Fisher's maximum likelihood method

5.2.1: Inference problem ( Statistical inference )
Before we mention Fisher's maximum likelihood method, we exercise the following problem:

Problem 5.2[Urn problem( =Example 2.34),A simplest example of Fisher's maximum likelihood method] There are two urns $U_1$ and $U_2$. The urn $U_1$ [resp. $U_2$] contains $8$ white and $2$ black balls [resp. $4$ white and $6$ black balls].

Here consider the following procedures(i) and (ii).

$(i):$	One of the two (i.e., $U_1$ or $U_2$) is chosen and is settled behind a curtain. Note, for completeness, that you do not know whether it is $U_1$ or $U_2$.
(ii):	Pick up a ball out of the unknown urn behind the curtain. And you find that the ball is white.

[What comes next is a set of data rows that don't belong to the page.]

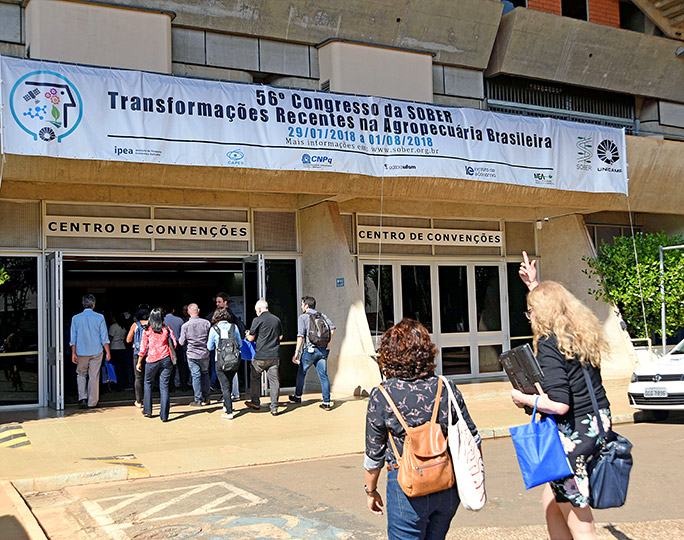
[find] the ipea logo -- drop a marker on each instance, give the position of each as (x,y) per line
(46,104)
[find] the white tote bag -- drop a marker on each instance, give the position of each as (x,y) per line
(466,457)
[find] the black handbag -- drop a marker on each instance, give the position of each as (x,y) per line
(610,467)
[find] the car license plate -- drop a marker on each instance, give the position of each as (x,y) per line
(655,392)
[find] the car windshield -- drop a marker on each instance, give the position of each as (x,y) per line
(679,349)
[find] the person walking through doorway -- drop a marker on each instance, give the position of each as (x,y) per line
(140,324)
(194,336)
(266,331)
(88,338)
(117,337)
(225,369)
(222,303)
(155,348)
(181,372)
(314,333)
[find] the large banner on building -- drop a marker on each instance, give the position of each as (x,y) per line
(67,111)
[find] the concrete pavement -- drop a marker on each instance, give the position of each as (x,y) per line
(116,443)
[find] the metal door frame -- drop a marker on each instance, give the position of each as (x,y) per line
(54,330)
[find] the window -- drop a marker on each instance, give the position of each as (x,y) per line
(19,331)
(575,9)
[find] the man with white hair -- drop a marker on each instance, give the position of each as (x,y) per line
(266,331)
(194,335)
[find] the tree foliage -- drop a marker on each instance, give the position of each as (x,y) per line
(615,270)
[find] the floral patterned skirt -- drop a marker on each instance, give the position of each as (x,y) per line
(580,441)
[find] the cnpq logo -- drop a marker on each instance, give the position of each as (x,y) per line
(315,162)
(46,105)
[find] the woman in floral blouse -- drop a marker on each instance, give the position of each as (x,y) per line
(407,360)
(567,338)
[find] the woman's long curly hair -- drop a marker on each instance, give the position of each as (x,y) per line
(558,312)
(406,351)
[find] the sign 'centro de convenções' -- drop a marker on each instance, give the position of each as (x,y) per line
(69,111)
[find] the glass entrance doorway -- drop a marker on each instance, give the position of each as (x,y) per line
(462,304)
(121,284)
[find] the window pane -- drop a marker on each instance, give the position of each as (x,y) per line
(517,303)
(19,331)
(456,361)
(453,299)
(488,298)
(416,294)
(378,297)
(489,358)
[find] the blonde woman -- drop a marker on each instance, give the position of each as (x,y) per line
(567,338)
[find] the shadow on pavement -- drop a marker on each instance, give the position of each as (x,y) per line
(12,529)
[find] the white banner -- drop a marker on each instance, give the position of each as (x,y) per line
(77,112)
(107,227)
(428,237)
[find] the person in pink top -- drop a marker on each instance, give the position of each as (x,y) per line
(155,344)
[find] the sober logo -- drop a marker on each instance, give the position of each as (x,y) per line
(46,105)
(607,152)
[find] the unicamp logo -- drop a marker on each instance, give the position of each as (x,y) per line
(46,105)
(607,152)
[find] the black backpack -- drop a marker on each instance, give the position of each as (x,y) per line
(227,350)
(319,331)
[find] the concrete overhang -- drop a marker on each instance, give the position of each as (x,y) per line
(654,169)
(542,46)
(458,32)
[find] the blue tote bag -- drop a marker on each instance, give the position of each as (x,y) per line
(540,452)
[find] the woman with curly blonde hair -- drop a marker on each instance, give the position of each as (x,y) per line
(568,338)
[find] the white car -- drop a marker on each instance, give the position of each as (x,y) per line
(659,386)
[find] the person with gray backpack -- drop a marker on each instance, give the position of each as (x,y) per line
(224,338)
(314,333)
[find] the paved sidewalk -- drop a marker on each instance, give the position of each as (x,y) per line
(116,442)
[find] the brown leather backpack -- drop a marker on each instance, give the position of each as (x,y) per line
(425,467)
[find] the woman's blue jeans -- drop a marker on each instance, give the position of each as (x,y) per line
(419,518)
(163,368)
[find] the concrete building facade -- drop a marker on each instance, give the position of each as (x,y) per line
(304,225)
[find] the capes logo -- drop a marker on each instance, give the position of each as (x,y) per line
(316,161)
(235,157)
(46,104)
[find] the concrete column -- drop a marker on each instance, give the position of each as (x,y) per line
(564,241)
(325,259)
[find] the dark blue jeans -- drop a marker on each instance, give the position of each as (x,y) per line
(419,518)
(164,369)
(318,358)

Here, we have the following problem:

${\rm (iii)}:$

Infer the urn behind the curtain, $U_1$ or $U_2$?

The answer is easy, that is, the urn behind the curtain is $U_1$. That is because the urn $U_1$ has more white balls than $U_2$. The above problem is too easy, but it includes the essence of Fisher maximum likelihood method.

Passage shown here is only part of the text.